Things you haven’t shown matter, such as the actual increment code and the values of M and N, as well as the actual GPU you are running on. CUDA provides a concurrent kernels sample code, you may want to start by studying that.
kernels that use up execution resources won’t run concurrently, regardless of what other code you write, or what steps you take. There are numerous questions already on these forums discussing these concepts.
I also notice that the duration of your kernels is approximately 2-3 microseconds. It will be basically impossible to observe concurrency of those kernels. The CUDA launch overhead is on the order of 5 microseconds, minimum.

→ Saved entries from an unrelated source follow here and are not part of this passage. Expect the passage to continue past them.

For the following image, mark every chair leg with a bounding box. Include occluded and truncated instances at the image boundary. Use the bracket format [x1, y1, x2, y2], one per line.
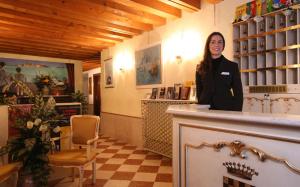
[92, 161, 96, 184]
[78, 166, 84, 187]
[12, 172, 18, 187]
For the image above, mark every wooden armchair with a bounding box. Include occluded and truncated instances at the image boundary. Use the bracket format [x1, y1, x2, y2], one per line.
[49, 115, 100, 187]
[0, 147, 21, 187]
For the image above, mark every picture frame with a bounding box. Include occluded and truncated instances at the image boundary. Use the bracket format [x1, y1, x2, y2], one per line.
[180, 86, 190, 100]
[174, 83, 182, 100]
[150, 88, 158, 99]
[189, 85, 197, 101]
[88, 77, 92, 94]
[104, 58, 114, 88]
[135, 43, 162, 88]
[158, 87, 166, 99]
[166, 87, 175, 100]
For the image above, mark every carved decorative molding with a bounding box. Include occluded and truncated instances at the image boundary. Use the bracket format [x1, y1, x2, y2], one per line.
[270, 97, 300, 113]
[243, 96, 265, 112]
[223, 162, 259, 180]
[184, 140, 300, 178]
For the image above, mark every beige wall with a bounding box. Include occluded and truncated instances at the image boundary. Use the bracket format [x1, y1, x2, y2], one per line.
[101, 0, 248, 118]
[0, 52, 83, 92]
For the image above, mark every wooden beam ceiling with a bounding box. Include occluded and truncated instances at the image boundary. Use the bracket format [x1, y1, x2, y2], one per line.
[0, 0, 201, 64]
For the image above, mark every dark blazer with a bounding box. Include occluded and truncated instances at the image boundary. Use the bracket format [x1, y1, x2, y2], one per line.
[196, 56, 243, 111]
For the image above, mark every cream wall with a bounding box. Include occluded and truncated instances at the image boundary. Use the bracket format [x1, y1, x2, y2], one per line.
[101, 0, 249, 118]
[0, 52, 83, 92]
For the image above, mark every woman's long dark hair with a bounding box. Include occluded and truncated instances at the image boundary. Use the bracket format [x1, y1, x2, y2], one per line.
[197, 32, 225, 77]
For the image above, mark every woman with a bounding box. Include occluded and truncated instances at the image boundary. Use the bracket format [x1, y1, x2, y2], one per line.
[196, 32, 243, 111]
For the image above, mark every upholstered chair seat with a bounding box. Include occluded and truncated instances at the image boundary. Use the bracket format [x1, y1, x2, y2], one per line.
[49, 115, 100, 187]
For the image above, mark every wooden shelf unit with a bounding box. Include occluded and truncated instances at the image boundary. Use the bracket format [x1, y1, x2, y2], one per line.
[233, 6, 300, 89]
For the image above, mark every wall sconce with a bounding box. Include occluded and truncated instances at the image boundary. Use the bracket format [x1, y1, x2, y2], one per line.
[175, 55, 182, 64]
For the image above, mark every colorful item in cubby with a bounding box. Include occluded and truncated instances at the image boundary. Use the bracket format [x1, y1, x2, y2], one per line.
[261, 0, 267, 14]
[234, 5, 244, 22]
[241, 3, 249, 20]
[267, 0, 273, 12]
[280, 0, 287, 7]
[273, 0, 280, 9]
[251, 1, 257, 17]
[256, 0, 263, 16]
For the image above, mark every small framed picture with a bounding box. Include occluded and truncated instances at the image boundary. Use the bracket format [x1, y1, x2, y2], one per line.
[150, 88, 158, 99]
[166, 87, 175, 100]
[189, 85, 196, 101]
[174, 83, 182, 100]
[180, 86, 190, 100]
[159, 87, 166, 99]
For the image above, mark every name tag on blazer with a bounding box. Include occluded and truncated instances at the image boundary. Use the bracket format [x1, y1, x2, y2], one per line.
[221, 72, 230, 75]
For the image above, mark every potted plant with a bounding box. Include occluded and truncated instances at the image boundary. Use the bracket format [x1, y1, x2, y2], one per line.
[3, 94, 61, 186]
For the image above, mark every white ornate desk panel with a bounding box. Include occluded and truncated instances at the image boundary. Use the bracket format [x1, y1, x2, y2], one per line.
[168, 105, 300, 187]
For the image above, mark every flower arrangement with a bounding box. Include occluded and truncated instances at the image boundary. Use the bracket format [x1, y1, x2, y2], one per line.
[34, 74, 53, 90]
[4, 94, 61, 186]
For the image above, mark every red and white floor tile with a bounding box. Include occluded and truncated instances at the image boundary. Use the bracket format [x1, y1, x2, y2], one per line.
[54, 137, 172, 187]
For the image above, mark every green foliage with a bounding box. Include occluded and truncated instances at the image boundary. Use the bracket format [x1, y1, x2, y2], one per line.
[71, 90, 88, 114]
[5, 94, 61, 187]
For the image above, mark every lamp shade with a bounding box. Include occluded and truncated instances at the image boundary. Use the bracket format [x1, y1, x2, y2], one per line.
[206, 0, 223, 4]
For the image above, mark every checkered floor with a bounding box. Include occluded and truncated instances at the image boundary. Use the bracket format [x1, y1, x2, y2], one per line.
[54, 136, 173, 187]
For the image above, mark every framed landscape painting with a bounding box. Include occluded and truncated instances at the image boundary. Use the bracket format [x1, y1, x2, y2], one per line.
[135, 44, 162, 88]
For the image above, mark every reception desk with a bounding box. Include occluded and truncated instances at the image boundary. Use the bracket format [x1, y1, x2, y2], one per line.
[167, 104, 300, 187]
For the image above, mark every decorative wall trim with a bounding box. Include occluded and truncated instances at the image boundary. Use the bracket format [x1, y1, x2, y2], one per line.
[101, 111, 142, 119]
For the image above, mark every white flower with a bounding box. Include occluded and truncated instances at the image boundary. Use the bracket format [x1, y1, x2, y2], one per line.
[39, 124, 48, 132]
[53, 126, 61, 133]
[26, 121, 34, 129]
[34, 118, 42, 126]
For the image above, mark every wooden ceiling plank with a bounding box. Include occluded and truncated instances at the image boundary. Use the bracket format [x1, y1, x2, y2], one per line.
[0, 40, 98, 56]
[157, 0, 200, 12]
[0, 35, 103, 52]
[0, 18, 123, 43]
[0, 0, 142, 35]
[109, 0, 182, 19]
[87, 0, 166, 26]
[0, 24, 116, 47]
[0, 8, 132, 40]
[27, 0, 153, 31]
[0, 29, 107, 51]
[0, 46, 92, 60]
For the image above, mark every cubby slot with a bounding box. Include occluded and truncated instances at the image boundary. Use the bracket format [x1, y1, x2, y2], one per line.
[276, 13, 286, 29]
[257, 70, 266, 85]
[242, 73, 249, 86]
[241, 56, 248, 70]
[287, 30, 297, 46]
[257, 37, 266, 51]
[267, 70, 276, 85]
[287, 49, 297, 65]
[276, 69, 286, 84]
[233, 25, 240, 40]
[248, 20, 256, 35]
[240, 24, 248, 38]
[288, 69, 297, 84]
[249, 38, 257, 52]
[241, 40, 248, 54]
[276, 51, 286, 66]
[257, 54, 266, 68]
[249, 72, 257, 85]
[234, 41, 240, 55]
[276, 32, 286, 48]
[266, 34, 275, 50]
[266, 16, 275, 31]
[266, 52, 276, 67]
[258, 20, 265, 33]
[287, 10, 297, 27]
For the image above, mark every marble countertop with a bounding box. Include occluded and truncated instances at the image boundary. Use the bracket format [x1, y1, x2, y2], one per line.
[167, 104, 300, 128]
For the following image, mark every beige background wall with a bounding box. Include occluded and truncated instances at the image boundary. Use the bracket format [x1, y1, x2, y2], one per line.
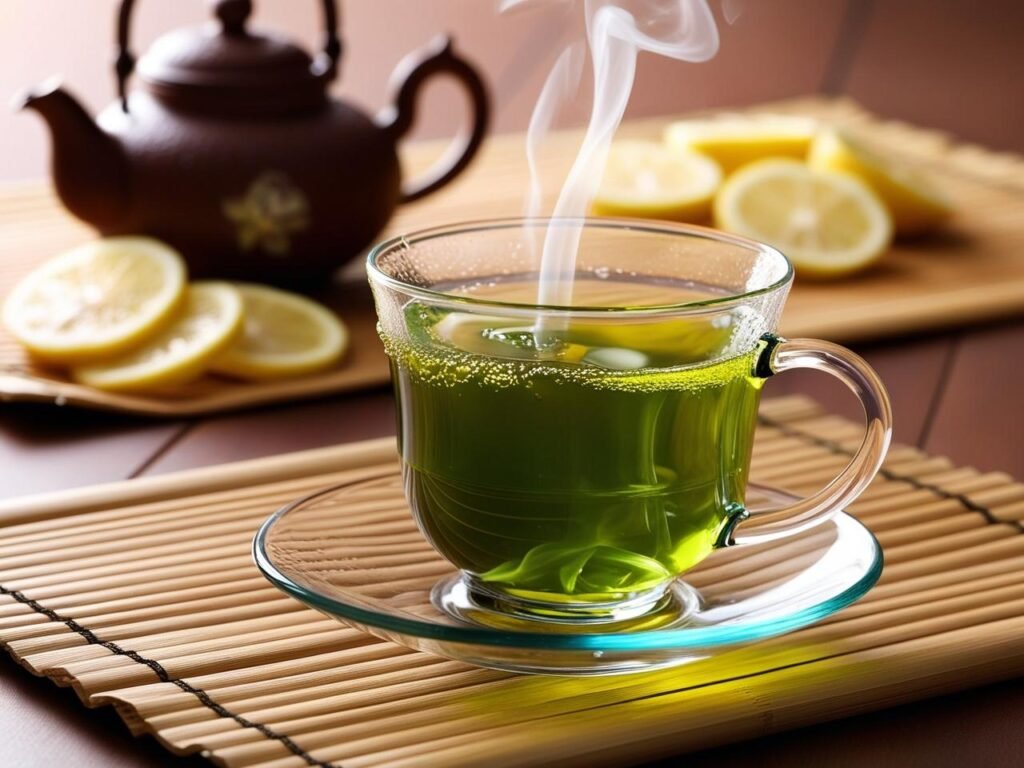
[1, 1, 1022, 181]
[0, 0, 847, 180]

In a recent forum thread we established that minimum kernel launch overhead is down to 3 microseconds with recent hardware and software, but the problem remains that trying to observe concurrency with kernels whose runtime is on the order of the kernel launch latency would be “challenging”.
In the following code, I am intending to create two streams on a 256 element vector and each stream does an operation on some of the elements, e.g. A[0:127]++ and A[128:255]=0.

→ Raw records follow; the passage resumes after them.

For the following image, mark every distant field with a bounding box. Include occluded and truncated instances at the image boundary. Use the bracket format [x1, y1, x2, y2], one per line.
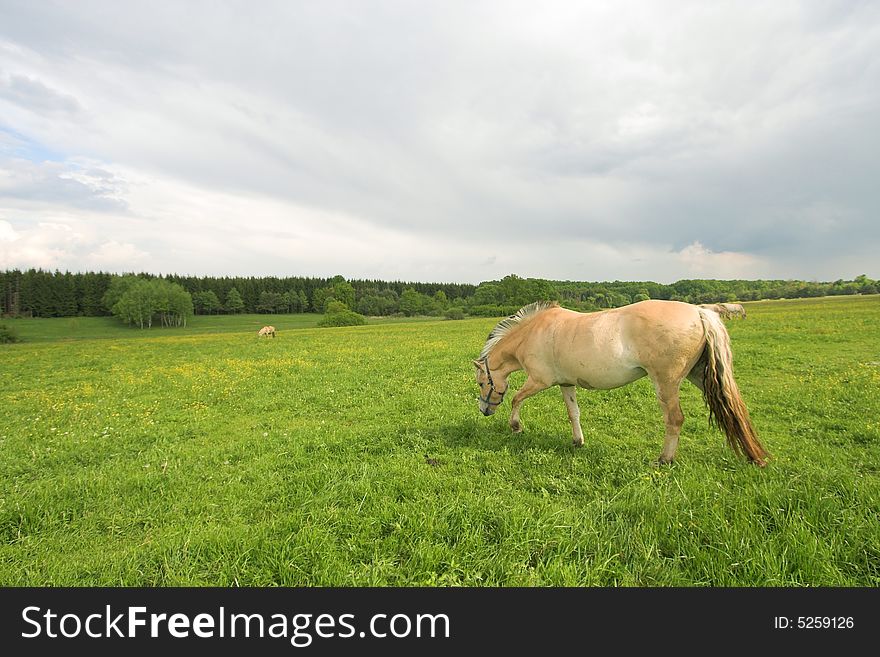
[1, 295, 878, 585]
[1, 312, 437, 343]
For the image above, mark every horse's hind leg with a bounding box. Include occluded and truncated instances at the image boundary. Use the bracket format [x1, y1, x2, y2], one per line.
[652, 377, 685, 464]
[561, 385, 584, 447]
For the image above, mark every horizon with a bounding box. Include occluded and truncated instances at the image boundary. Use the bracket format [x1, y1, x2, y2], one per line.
[2, 266, 875, 288]
[2, 2, 879, 283]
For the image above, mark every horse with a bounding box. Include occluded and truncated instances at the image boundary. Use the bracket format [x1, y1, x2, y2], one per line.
[698, 303, 746, 319]
[258, 325, 276, 338]
[720, 303, 746, 319]
[697, 303, 731, 318]
[473, 300, 767, 465]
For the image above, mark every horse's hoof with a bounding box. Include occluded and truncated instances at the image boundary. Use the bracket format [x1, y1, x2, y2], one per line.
[510, 421, 523, 433]
[572, 439, 584, 447]
[655, 457, 673, 466]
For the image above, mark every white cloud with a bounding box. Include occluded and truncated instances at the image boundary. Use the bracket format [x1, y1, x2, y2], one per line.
[0, 219, 17, 242]
[676, 241, 765, 279]
[0, 218, 85, 270]
[83, 240, 149, 270]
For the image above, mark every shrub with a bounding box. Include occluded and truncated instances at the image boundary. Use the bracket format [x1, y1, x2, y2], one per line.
[467, 304, 522, 317]
[444, 307, 465, 320]
[318, 309, 367, 327]
[0, 323, 20, 344]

__global__ void increment( int *a, int N )
{
int i = threadIdx.x + blockIdx.x * blockDim.x;
if ( i < N/2 )
a[ i ] = a[ i ] + 1;
else if ( i >= N/2 && i <N )
a[ i ] = 0;
}
...
cudaStream_t s1, s2;
cudaStreamCreate(&s1);
cudaStreamCreate(&s2);
increment<<< 1, 256, 0, s1 >>>( d_a, 256 );
increment<<< 1, 256, 0, s2 >>>( d_a, 256 );
So, the kernel is called from two streams each stream has 256 threads (array length). There are two problems with that:
1- The concurrency which you said the kernel is small. So, I was wondering if I call the streams with 100K threads, do I see concurrency or not.

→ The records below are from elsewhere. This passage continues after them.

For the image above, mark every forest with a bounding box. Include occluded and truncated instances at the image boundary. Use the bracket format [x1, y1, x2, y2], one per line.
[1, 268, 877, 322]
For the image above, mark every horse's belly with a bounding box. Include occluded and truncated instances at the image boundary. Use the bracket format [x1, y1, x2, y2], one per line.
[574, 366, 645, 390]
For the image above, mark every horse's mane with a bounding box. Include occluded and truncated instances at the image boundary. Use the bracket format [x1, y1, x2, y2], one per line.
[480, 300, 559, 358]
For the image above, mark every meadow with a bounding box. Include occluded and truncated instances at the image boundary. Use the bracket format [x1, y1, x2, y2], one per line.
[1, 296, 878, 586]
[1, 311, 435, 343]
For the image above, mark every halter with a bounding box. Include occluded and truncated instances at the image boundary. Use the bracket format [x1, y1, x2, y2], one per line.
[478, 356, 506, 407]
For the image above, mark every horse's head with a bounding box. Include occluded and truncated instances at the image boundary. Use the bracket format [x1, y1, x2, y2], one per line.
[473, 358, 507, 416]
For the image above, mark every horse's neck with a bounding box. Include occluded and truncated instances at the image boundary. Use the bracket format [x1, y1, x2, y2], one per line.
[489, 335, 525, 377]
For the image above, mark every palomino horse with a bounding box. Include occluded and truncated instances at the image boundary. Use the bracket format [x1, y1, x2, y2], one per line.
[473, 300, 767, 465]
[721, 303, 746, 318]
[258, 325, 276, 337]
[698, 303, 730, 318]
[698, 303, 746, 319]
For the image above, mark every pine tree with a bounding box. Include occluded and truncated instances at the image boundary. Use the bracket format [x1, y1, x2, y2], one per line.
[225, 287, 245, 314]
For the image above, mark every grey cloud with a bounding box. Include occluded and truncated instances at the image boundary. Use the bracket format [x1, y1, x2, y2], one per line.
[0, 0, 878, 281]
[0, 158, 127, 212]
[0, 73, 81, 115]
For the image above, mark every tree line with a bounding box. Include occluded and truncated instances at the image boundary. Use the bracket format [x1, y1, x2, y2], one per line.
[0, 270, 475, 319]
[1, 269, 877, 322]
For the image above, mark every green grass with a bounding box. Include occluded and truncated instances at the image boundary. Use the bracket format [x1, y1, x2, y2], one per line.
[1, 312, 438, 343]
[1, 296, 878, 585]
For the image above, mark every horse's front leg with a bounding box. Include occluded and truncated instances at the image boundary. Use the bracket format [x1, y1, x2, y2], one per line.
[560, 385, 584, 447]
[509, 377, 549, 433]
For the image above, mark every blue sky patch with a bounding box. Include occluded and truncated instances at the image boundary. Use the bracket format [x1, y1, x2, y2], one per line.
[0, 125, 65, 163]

2- Beside the concurrency, the output is:
Original:
0 1 2 … 254 255
Output:
2 3 4 … 0 0
With that code, it is obvious that both kernel calls operate on the entire vector. So, 0->+±>+±>2. I was wondering how to specify the stream number for the threads inside the kernel. How can I fix that?
The compute work distributor (CWD) will distribute all work from the highest priority grid before switching to the next grid. If you launch a grid that has enough thread blocks to saturate all SMs then concurrency will only occur at the tail of the grid as thread blocks complete and SM resources are available for the next grid.